Le prix du marché varie considérablement. Les offres à très bas prix signifient généralement (a) un produit non autorisé, (b) une dose insuffisante ou une application non conforme à la dilution, (c) un environnement non clinique comme une maison/un salon de coiffure. Si l'un de ces trois facteurs est présent, un prix attractif est en fait un risque élevé.
Comparaison des produits
Il existe quatre produits agréés en Turquie : Botox (Allergan/AbbVie), Dysport (Ipsen), Xeomin (Merz), Neurobloc (type B). Les trois premiers contiennent de la toxine botulique de type A et sont utilisés en esthétique. Les différences entre eux sont cliniquement mineures, mais importantes : le Botox est le produit le plus étudié, avec de vastes données cliniques. Le Xeomin ne contient pas de protéines protectrices — le risque de développer une résistance, bien que rare, est faible ; c'est un avantage à long terme pour les utilisateurs réguliers.
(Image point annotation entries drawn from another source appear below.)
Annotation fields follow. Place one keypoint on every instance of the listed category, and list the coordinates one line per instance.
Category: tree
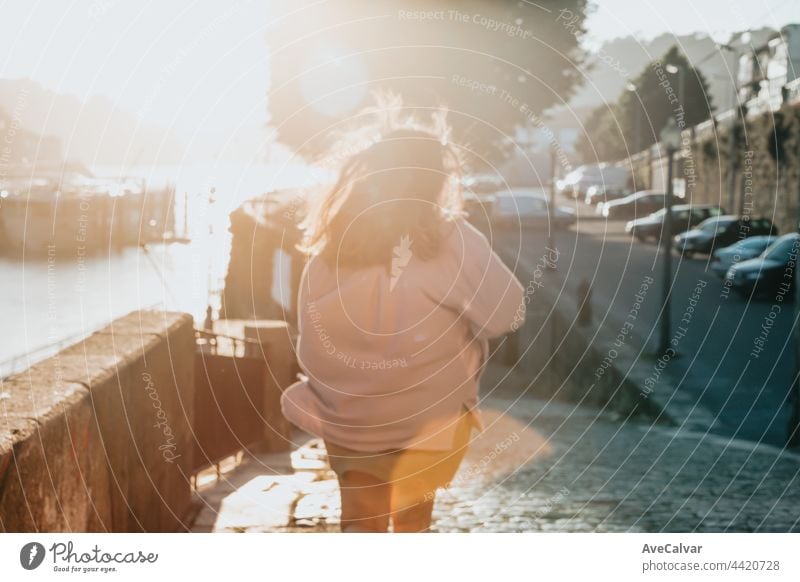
(656, 96)
(602, 139)
(495, 64)
(641, 112)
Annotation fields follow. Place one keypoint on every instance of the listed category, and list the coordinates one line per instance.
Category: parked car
(684, 217)
(769, 270)
(482, 183)
(600, 194)
(721, 231)
(528, 208)
(577, 182)
(743, 250)
(479, 210)
(633, 206)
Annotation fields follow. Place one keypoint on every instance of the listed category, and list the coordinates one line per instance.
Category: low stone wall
(98, 437)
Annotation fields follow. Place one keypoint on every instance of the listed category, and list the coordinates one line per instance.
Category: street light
(671, 140)
(680, 71)
(552, 205)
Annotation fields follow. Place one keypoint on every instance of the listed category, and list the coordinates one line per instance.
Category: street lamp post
(671, 139)
(551, 243)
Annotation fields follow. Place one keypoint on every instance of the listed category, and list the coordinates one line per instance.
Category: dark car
(633, 206)
(684, 217)
(721, 231)
(770, 272)
(600, 194)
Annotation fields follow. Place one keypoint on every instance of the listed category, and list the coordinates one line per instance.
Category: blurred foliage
(495, 64)
(614, 132)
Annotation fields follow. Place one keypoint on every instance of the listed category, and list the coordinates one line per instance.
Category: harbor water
(53, 300)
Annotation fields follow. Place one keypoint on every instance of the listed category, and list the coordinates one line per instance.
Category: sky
(201, 67)
(647, 19)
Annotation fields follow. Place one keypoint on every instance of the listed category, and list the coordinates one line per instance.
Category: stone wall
(98, 437)
(766, 163)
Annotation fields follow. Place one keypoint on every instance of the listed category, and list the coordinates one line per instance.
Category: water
(45, 306)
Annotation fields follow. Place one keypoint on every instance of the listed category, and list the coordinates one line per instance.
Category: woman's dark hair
(399, 186)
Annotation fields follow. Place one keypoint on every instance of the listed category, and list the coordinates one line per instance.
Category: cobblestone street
(543, 467)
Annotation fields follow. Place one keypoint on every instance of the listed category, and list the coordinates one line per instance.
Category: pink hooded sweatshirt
(392, 356)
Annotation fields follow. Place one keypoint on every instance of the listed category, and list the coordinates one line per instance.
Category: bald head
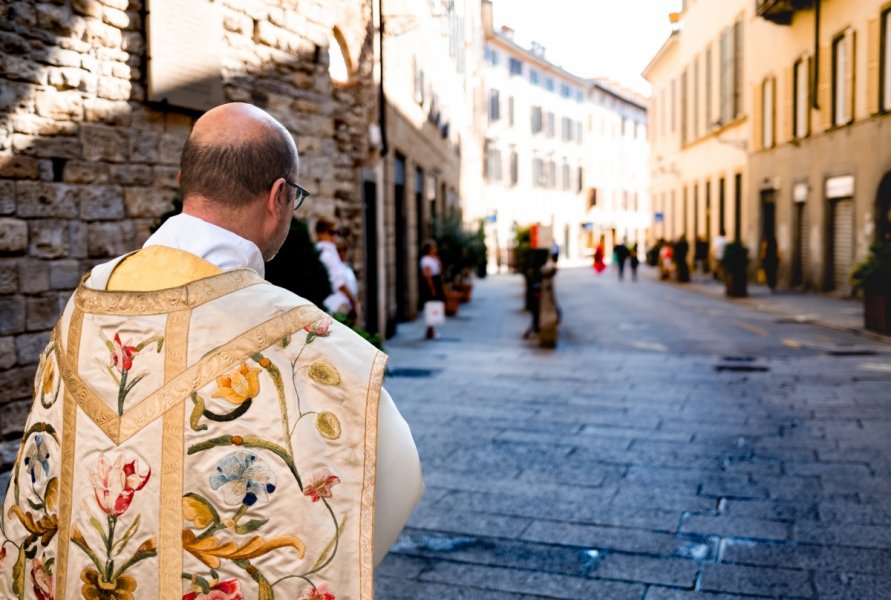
(234, 154)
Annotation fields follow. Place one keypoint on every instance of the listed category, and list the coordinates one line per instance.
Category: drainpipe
(815, 102)
(382, 99)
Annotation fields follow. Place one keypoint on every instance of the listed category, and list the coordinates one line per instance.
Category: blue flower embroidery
(37, 459)
(243, 478)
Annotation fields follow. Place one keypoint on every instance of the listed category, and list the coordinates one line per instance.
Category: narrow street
(674, 445)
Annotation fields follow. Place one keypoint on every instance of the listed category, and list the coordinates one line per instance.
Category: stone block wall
(87, 165)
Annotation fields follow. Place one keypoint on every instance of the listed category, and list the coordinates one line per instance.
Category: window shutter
(788, 99)
(824, 86)
(873, 32)
(757, 110)
(850, 42)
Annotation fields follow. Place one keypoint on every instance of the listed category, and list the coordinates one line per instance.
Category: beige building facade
(430, 57)
(821, 166)
(90, 142)
(559, 151)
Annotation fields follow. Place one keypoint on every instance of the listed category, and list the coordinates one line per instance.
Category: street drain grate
(738, 368)
(410, 372)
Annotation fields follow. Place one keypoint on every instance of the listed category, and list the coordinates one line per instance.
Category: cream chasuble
(212, 439)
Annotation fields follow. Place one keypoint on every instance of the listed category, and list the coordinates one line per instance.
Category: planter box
(877, 311)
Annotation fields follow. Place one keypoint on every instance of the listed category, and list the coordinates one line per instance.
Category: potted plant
(735, 263)
(873, 277)
(682, 268)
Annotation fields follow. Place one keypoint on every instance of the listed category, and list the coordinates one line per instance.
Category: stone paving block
(860, 536)
(741, 527)
(389, 588)
(662, 593)
(776, 510)
(852, 587)
(774, 582)
(805, 556)
(525, 582)
(619, 538)
(634, 568)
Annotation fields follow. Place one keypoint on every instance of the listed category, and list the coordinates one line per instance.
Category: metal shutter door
(842, 244)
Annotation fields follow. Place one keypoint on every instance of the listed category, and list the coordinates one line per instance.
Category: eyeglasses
(300, 195)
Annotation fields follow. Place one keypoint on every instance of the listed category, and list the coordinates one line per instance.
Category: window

Le Dysport a une diffusion plus large — un avantage dans certaines zones (front), mais nécessite de la prudence dans d'autres (contour des yeux).
Le passage d'un produit à l'autre est cliniquement significatif. Chez un patient qui ressent une diminution de l'effet, un changement de produit crée souvent une nouvelle fenêtre d'efficacité. C'est pourquoi il est utile que votre clinique ait au moins deux marques dans son portefeuille pour les suivis à long terme.
Ce qu'il faut rechercher lors du choix d'une clinique
- Le médecin est-il diplômé en médecine et formé aux applications esthétiques ?
- Le médecin effectue-t-il lui-même l'application, ou un assistant formé ?
- La clinique est-elle agréée ? Possède-t-elle un certificat d'inspection du ministère de la Santé de la République de Turquie ?
- Y a-t-il un équipement d'intervention d'urgence (accès à l'épinéphrine, à l'atropine, à l'antitoxine) ?
- Des photos sont-elles prises avant l'application ?
- Le formulaire de consentement est-il détaillé, ou s'agit-il d'un formulaire général d'une seule page ?
- Un rendez-vous de contrôle est-il proposé 14 jours plus tard ?
- L'emballage du produit utilisé en clinique est-il montré au patient ?
- Méfiez-vous si le médecin fait du marketing sur les réseaux sociaux avec des "campagnes de réduction".
Attention :Les campagnes de "prix forfaitaires" sur les réseaux sociaux réduisent généralement le prix en diminuant la quantité de produit ou en utilisant des produits importés non autorisés. La même dose du même produit est-elle utilisée ? Le médecin peut-il fournir les détails de la dose par écrit ? Ces deux questions révèlent très rapidement le vrai visage des campagnes.
Comment mesurer l'expérience du médecin ?
L'expérience du médecin ne se mesure pas au diplôme, mais se manifeste lors de l'examen. Un bon médecin : prend une anamnèse détaillée du patient, discute à partir de photos, justifie la dose qu'il propose, explique clairement les scénarios négatifs et peut dire "cette application ne vous convient pas". Un médecin expérimenté a le courage de vous dire "non" ; un médecin inexpérimenté ou commercial dit "oui" à chaque patient.
En même temps, le médecin doit maintenir ses connaissances à jour. Les congrès internationaux, le suivi des revues académiques, la publication d'articles évalués par des pairs : tout cela est un signe de pratique active. Dire "je fais la même chose depuis 10 ans" n'est pas bon ; dire "je mets à jour ce que je fais depuis 10 ans chaque année" est précieux.